If you can take unpaid time off, then you can always convert a bonus (e.g. a week's wage) into PTO by taking the same period as unpaid time off:

1 week's wage + 1 week unpaid time off = 1 week PTO

In your comment it seems as if the company always has you take your PTO before any UTO.

I can't comment as to the legality of that; but I can tell you that mathematically, that's the same as if you'd first take your UTO and then PTO (and it's even slightly in your financial benefit to get the money faster, because of accrued interest, assuming it's higher than inflation).


Can an employer offer PTO/Vacation time as a bonus?

As a general, yes they can.

But Kate Gregory is correct that it's generally easier to give your employees more money than it is to have them be absent.

Mathematically, it shouldn't make a difference. For example, if your company hired five people to work one day of the week (all getting paid the same hourly rate), that's mathematically the same as hiring the same person for 5 days (and the same hourly rate).
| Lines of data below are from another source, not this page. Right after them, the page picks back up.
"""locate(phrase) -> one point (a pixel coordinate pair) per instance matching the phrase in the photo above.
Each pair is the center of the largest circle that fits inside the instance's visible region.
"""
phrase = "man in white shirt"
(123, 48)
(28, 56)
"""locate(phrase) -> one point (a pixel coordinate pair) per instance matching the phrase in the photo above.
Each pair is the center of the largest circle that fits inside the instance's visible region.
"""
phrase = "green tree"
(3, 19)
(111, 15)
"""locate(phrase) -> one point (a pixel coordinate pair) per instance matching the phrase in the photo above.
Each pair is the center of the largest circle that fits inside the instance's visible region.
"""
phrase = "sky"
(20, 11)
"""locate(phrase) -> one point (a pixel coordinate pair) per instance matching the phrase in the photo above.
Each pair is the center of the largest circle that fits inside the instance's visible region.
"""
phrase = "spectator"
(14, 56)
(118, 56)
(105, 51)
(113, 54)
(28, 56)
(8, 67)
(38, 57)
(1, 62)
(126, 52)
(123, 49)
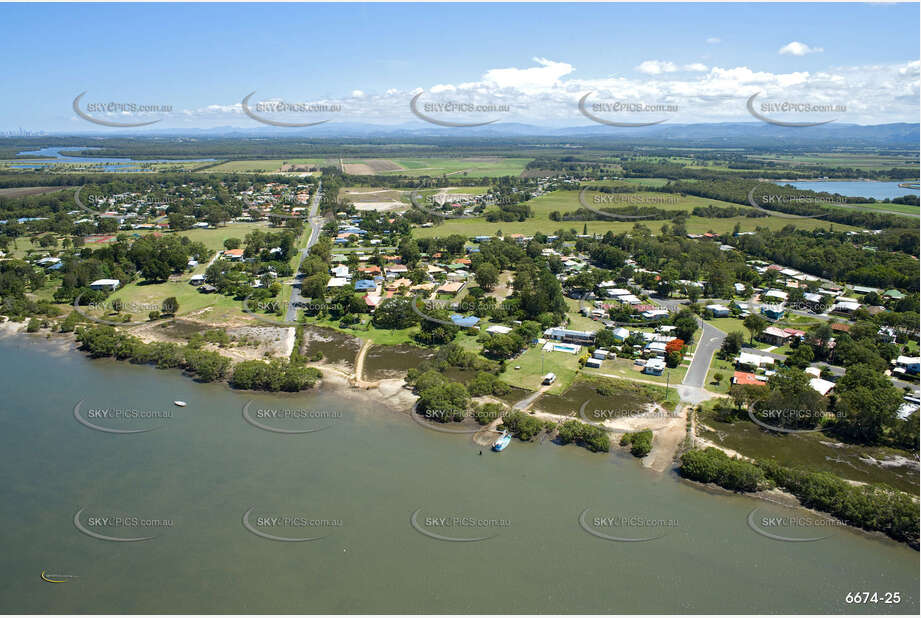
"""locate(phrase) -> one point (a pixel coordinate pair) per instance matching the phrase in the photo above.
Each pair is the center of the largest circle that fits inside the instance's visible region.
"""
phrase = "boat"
(502, 441)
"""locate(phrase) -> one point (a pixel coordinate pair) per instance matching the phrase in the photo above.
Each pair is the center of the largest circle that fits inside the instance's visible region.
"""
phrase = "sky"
(529, 63)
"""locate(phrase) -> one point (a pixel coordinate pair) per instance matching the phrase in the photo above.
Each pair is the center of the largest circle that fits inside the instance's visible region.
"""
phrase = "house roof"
(745, 378)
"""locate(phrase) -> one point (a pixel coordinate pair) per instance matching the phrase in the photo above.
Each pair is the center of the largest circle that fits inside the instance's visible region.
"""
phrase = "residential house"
(105, 284)
(570, 336)
(775, 336)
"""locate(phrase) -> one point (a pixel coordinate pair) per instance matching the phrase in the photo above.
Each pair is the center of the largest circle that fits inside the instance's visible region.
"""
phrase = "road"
(711, 338)
(316, 224)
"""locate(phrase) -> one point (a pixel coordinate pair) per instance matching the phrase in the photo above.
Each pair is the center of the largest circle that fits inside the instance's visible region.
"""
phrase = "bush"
(591, 437)
(712, 465)
(522, 426)
(488, 412)
(641, 442)
(871, 507)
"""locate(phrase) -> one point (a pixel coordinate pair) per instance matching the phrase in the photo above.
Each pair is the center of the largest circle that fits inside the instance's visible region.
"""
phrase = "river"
(855, 188)
(355, 484)
(110, 164)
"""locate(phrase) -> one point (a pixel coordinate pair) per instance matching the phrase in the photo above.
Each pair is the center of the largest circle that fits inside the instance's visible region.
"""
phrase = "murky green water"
(363, 476)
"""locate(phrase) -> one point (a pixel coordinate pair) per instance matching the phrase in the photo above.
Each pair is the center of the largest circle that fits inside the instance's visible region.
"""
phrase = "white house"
(105, 284)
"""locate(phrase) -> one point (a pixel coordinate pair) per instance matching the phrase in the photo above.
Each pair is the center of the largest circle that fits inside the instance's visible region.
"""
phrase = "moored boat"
(502, 441)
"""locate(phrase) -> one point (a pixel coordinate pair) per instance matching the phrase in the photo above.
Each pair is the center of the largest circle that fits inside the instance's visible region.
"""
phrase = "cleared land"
(267, 165)
(568, 201)
(26, 191)
(470, 166)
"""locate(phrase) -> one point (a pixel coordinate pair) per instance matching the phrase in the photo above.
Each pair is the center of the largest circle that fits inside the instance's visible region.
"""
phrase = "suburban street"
(316, 224)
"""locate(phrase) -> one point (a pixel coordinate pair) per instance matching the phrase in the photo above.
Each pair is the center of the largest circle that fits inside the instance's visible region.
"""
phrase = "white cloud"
(795, 48)
(547, 93)
(656, 67)
(528, 80)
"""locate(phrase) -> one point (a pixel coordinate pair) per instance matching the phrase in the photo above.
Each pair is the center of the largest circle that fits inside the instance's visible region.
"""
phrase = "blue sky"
(371, 58)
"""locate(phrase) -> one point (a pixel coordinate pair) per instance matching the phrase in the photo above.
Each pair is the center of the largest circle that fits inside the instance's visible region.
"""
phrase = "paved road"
(316, 224)
(710, 340)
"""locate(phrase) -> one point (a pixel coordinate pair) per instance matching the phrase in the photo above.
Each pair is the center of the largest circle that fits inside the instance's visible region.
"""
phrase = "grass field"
(472, 166)
(265, 165)
(855, 160)
(144, 297)
(214, 238)
(536, 363)
(624, 368)
(568, 201)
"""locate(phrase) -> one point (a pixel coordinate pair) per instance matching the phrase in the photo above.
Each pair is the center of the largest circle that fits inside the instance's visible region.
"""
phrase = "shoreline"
(398, 398)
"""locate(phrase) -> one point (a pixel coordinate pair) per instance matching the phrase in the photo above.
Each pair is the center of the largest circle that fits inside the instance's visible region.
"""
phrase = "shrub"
(640, 441)
(712, 465)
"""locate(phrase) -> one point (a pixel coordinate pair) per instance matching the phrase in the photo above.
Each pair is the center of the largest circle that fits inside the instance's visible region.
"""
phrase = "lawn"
(568, 201)
(472, 166)
(214, 238)
(262, 165)
(365, 330)
(624, 368)
(143, 298)
(535, 364)
(724, 367)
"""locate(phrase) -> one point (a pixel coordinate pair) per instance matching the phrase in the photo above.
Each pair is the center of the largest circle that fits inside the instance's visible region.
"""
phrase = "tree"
(732, 344)
(867, 403)
(487, 276)
(754, 324)
(169, 306)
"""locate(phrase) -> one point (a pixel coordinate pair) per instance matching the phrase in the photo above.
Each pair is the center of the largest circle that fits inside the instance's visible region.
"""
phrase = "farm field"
(855, 160)
(265, 165)
(568, 201)
(26, 191)
(472, 166)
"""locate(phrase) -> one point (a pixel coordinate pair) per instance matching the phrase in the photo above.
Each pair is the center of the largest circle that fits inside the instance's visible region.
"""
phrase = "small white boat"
(503, 441)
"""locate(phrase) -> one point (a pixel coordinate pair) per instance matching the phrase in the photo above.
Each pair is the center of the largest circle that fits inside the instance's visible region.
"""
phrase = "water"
(856, 188)
(110, 164)
(371, 469)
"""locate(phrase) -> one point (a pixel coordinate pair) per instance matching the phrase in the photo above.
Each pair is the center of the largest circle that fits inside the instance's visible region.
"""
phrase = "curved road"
(316, 224)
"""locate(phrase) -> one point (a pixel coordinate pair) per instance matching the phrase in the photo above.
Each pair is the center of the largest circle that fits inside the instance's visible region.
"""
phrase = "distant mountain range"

However, these 5 people will underperform compared to the one employee, because the 5 people will spend a lot of time doing knowledge transfar and figuring out what the other guy did.

This is why it's harder to deal with your absence (and effectively pay someone else to do the job you'd be doing), because this person needs to get up to speed and then you need to be brought up to speed when you return. That takes time, which costs money.